Wir sollten nicht die Natur infrage stellen, sondern unsere wahnhaften und irren Abstraktionen und Konstruktionen von ihr, die alles Lebendige und Natürliche verschlingen und entseelen. Was interessiert der Wirklichkeit unsere Vorstellung von ihr? Wir leben in einer durchkonstruierten und beziehungslosen Realität, nicht in der Wirklichkeit, wenn wir unseren Wahn nicht erkennen und uns abwenden vom medialen Entfremdungsirrsinn!

Das Paradoxe dabei ist, dass jede faschistische Bewegung mit dem „guten Gewissen“ arbeitet. Zu allen Zeiten haben Menschen mit gutem Gewissen Schreckliches vollbracht, sie wähnten sich „im Recht“. Diesen blinden Fleck sieht aber kaum jemand, alle trotten der Masse hinterher. Denn die ist ja immer auf der „richtigen“ Seite.

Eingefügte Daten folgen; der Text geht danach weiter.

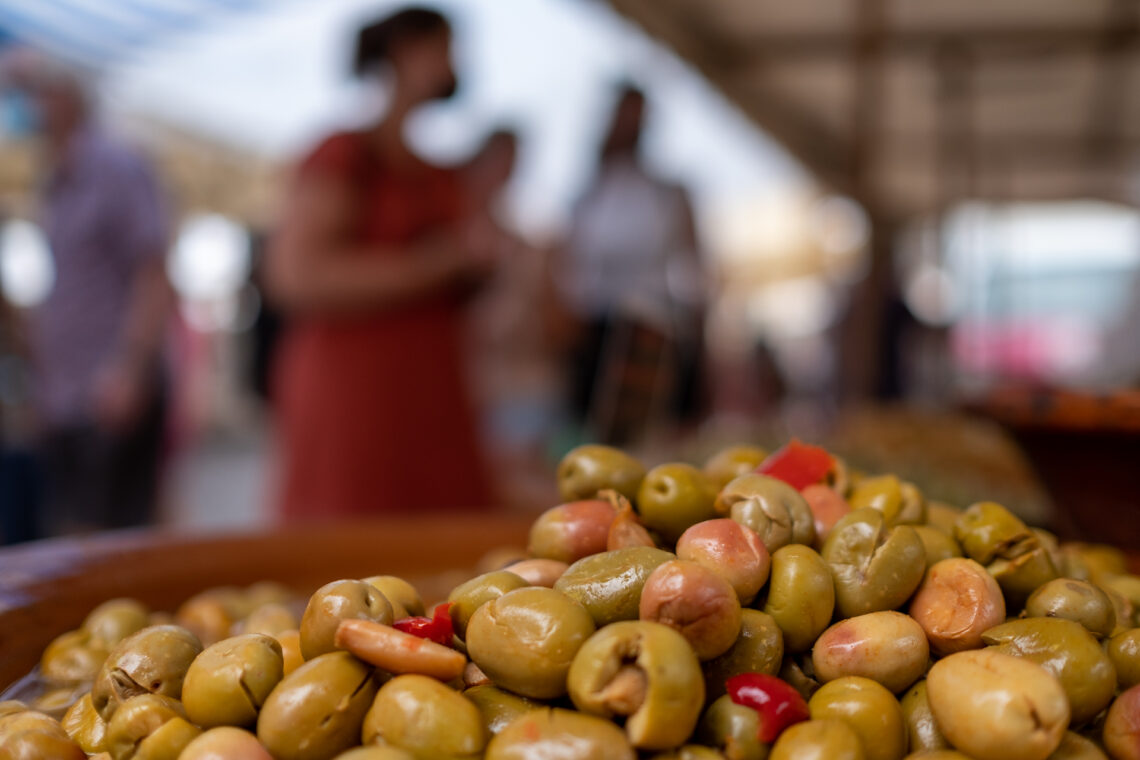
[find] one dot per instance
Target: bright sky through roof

Was es bräuchte, wäre ein Innehalten, ein Still-werden, um aus diesem kollektiven Wahn herauszufinden. Ein Abstand-nehmen zu dem narkotisierenden Gequatsche in den Medien, der unsäglichen Kriegsrethorik und Militarisierung der Gesellschaft auf allen Ebenen.

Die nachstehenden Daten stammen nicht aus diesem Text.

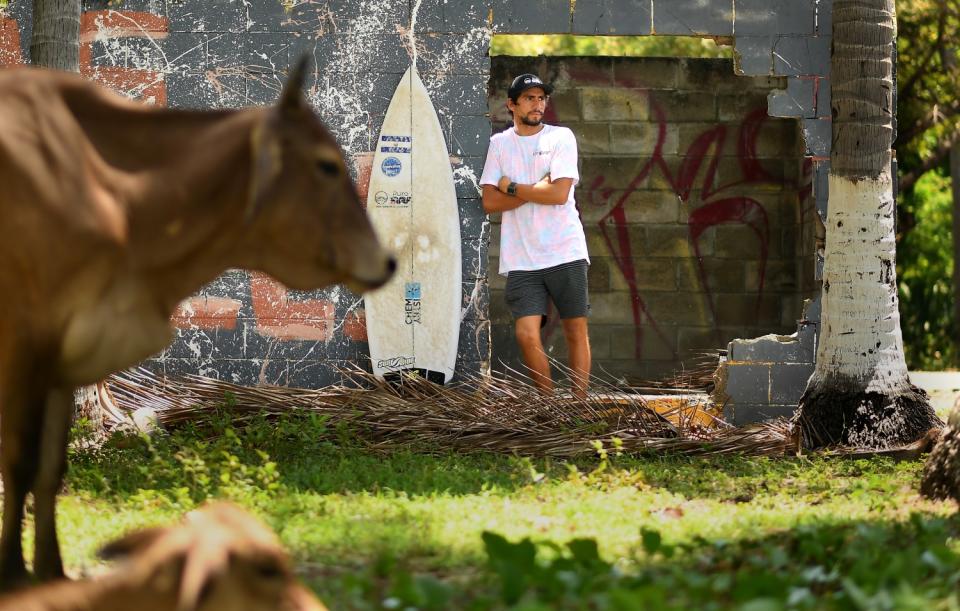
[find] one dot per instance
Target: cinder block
(470, 136)
(753, 55)
(746, 310)
(643, 139)
(685, 105)
(199, 91)
(768, 349)
(719, 275)
(623, 17)
(824, 17)
(670, 308)
(788, 381)
(599, 272)
(821, 184)
(802, 56)
(474, 340)
(472, 222)
(799, 99)
(430, 16)
(748, 384)
(208, 16)
(455, 53)
(689, 17)
(309, 374)
(185, 52)
(592, 138)
(460, 95)
(646, 72)
(665, 241)
(466, 15)
(756, 18)
(475, 254)
(744, 414)
(650, 345)
(534, 17)
(652, 207)
(612, 104)
(711, 75)
(649, 275)
(566, 105)
(817, 134)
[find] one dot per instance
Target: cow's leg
(57, 415)
(19, 443)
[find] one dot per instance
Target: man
(529, 176)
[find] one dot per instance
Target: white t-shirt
(537, 236)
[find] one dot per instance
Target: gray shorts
(565, 284)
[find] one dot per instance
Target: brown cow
(111, 213)
(219, 559)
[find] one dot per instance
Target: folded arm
(548, 192)
(495, 201)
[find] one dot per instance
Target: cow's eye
(328, 168)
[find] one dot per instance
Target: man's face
(529, 107)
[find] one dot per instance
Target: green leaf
(652, 541)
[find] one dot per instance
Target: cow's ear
(292, 95)
(266, 154)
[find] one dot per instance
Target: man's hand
(496, 201)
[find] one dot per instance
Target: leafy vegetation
(615, 46)
(928, 113)
(407, 530)
(925, 274)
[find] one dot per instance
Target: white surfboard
(413, 322)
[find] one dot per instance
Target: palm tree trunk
(860, 393)
(56, 34)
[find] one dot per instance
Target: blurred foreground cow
(111, 213)
(219, 559)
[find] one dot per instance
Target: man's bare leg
(528, 338)
(578, 346)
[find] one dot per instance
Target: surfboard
(413, 322)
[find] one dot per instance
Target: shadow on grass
(832, 564)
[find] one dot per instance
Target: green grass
(406, 530)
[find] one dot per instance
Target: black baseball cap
(524, 82)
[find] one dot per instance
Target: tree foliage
(607, 46)
(928, 110)
(928, 106)
(925, 268)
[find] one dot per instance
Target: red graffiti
(698, 172)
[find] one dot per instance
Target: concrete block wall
(227, 53)
(692, 200)
(765, 377)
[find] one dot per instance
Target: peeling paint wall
(231, 53)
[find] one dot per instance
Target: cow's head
(303, 204)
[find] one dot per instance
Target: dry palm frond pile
(481, 413)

Wir müssten ganz neu auf uns und auf unser Inneres, auf unsere Welt schauen, erst dann wird sichtbar, wie nackt der Kaiser mit den schönen neuen Kleidern eigentlich ist! Und wir müssten uns ehrlich unseren eigenen inneren Dämonen stellen, die im Verborgenen und mit gutem Gewissen an der weiteren Spaltung der Gesellschaft und der Welt mitarbeiten, ohne es zu merken. Lasst euch von niemandem sagen, wer ihr seid. Und lasst euch auch nicht sagen, wer dein Mitmensch ist! Primitive Formeln wie “rechts” oder “Verschwörungsideologe” beschreiben nie einen Menschen. Es sind Diffamierungsbegriffe, die uns von den wirklichen Menschenfeinden ablenken sollen. Durchschaue die mediale Hetze “jeder gegen jeden”! Schaue selbst hin!